If there’s a logical inconsistency with the world and no hint that either the author will explain it eventually or it’s not the kind of story where you care, I will probably not finish. For example, if the story makes a big deal of being scientifically accurate but ignores conservation of mass, I worry. If the story is in the style of a fairy tale, then I don’t care about conservation of mass—but I’ll care if you claim to have scientifically accurate shape-changers. (This is why a lot of SF dressed as fantasy fails for me: if it looks and feels like fantasy and you pull out the hypersleep at the 90% point, I might suspect you don’t know what you’re doing.)
 

minta

Troubadour
I give a book about 100 pages. If it doesn’t grab me, I move on. Reading should be fun, not homework.
 

Josh2Write

Troubadour
I used to be a very forgiving reader. Even if a book wasn't good, I'd keep reading for my own sense of closure.

Not so anymore.

Perhaps I've lost patience as I got older or there are too many alternatives to waste my time, but I will drop a book if isn't entertaining me. Books with annoying, stupid, or boring characters get returned to the library or given to Goodwill. Forget closure. I'm not as forgiving anymore.

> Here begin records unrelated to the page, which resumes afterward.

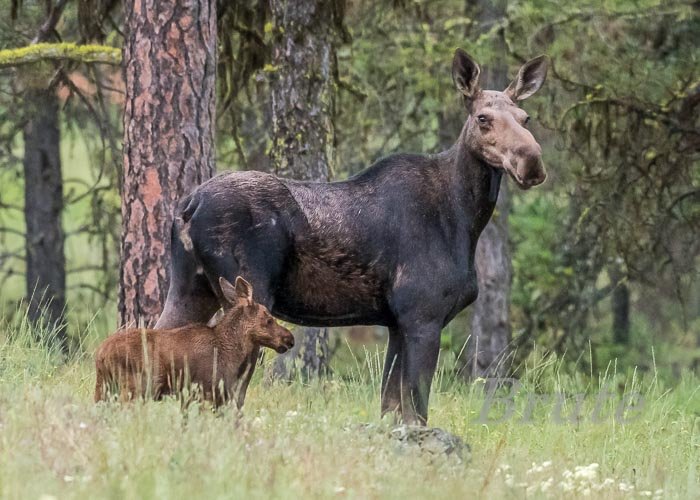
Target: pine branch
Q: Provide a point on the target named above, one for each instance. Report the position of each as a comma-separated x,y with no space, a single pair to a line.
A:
60,51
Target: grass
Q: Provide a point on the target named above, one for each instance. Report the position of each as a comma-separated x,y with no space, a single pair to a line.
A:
301,440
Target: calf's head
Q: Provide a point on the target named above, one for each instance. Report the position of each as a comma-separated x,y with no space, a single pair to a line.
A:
496,130
257,322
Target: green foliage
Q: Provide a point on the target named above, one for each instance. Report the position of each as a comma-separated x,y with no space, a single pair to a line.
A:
296,440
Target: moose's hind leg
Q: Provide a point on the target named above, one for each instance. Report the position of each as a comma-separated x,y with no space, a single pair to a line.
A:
391,378
190,296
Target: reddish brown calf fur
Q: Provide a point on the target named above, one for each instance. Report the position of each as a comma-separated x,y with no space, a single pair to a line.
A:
220,360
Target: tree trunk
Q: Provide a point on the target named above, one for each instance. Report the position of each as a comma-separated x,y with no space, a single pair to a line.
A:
620,302
487,346
169,118
302,99
43,206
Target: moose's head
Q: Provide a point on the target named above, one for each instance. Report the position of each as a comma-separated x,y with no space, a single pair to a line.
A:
254,318
496,129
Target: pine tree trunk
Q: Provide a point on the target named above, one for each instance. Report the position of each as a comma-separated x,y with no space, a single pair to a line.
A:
487,346
43,206
169,119
620,302
302,97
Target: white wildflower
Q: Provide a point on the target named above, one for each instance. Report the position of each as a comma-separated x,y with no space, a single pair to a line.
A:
545,485
625,488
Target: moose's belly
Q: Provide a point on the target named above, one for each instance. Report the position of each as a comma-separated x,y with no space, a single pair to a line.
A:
331,290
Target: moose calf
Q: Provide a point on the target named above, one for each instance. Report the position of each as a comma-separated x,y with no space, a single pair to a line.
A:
220,360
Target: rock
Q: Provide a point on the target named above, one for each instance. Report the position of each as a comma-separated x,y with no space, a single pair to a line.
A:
432,440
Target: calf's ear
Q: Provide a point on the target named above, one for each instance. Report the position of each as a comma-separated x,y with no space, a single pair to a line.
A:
228,290
244,290
232,294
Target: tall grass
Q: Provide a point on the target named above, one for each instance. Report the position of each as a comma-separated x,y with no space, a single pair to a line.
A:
301,439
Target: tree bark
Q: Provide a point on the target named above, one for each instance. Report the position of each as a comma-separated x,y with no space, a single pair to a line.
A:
620,302
169,118
43,206
487,345
302,99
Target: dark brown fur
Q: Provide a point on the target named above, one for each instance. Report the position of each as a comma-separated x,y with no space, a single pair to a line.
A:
219,360
392,246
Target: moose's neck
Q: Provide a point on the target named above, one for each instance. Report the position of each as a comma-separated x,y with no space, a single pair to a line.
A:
476,183
229,331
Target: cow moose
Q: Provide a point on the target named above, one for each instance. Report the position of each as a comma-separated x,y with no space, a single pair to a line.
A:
220,360
392,246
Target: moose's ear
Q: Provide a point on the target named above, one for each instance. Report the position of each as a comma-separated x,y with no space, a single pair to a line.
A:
228,290
529,80
232,294
244,290
465,73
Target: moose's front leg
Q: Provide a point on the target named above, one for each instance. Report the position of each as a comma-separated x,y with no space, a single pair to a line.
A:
421,346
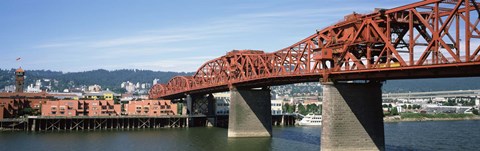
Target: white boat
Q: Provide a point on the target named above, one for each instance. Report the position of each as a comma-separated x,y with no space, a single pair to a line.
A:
311,119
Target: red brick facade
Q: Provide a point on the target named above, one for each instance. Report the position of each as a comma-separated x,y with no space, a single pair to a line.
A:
69,108
151,108
13,103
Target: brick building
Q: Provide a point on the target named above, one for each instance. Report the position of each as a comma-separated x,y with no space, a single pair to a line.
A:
69,108
15,104
151,108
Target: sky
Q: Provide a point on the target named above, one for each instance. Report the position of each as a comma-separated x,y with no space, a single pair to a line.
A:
180,35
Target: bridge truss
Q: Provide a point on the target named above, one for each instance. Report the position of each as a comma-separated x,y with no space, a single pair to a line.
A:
426,39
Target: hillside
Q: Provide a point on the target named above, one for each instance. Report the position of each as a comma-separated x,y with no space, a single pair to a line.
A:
113,79
105,78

This makes me wonder why other people give up. Why do you quit reading a book?
One reason for me is when the writer just writes whatever without thinking how it actually sounds to another person. Too many writers use fancy words to sound smart, educated, but don't really think about how those words sound in an actual human sentence, read aloud. And if I have to keep stopping to read the sentence aloud in order to try to figure out what's happening, it ruins the pace of the story. And a lot of newer books are like this. Too many writers write, but don't think, too focused on money and imagined fame to care what the book actually sounds like, then blames the readers and fans for poor sales.

I'm constantly rewording whole scenes just to make them sound more believable, and some scenes are so boring I faze out entirely and take the story down a different path before it gets to the next part just so it makes sense. Some are so bad I just close the book, not wanting to waste any more time with what I know will be a difficult, probably unnecessary, read.

I would like to be an editor. I know I would do very well as an editor.
 

xena

Troubadour
I usually give up on a book when I’m just not invested in the characters’ goals or not intrigued to find out what happens next.
 

jhmcmullen

Dreamer
An example of a detail where I did have confidence in the author — I just read “If Wishes Were Retail” by Auston Habershaw. It’s a fun cozy fantasy set it what is pretty much the real world but like, with genies and gnomes. And even though the mention of gnomes seemed to come out of thin air, something is the way Habershaw wrote made me think, no, he knows what he’s doing. This will pay off. (Now, vampires also get mentioned as part of the justification for why there are genies) but that’s okay: he put a couple of sentences in to say, “Hey, there’s genes and all kinds of magical stuff, so live with it” — but it doesn’t feel like it has the same weight.) Light, yes, because after the last few years I don’t actually want to read deep and depressing, but finish-able.

Anyway, in other hands, that might have been a throwaway detail where I went, “This author doesn’t know what they are doing.” Here, it worked.

On the other hand, I’m reading Jirel of Joiry (C. L. Moore) for the first time too, and it’s a slog. Moody, evocative writing that doesn’t evoke a whole lot from me. I have to face it: I’m a plot whore. Give me events over atmosphere. Both need to be there, but one entertains me more than the other.. For Moore, I don’t ever feel like she doesn’t know what she’s doing, but I do feel like she has different goals in the writing than I do in the reading.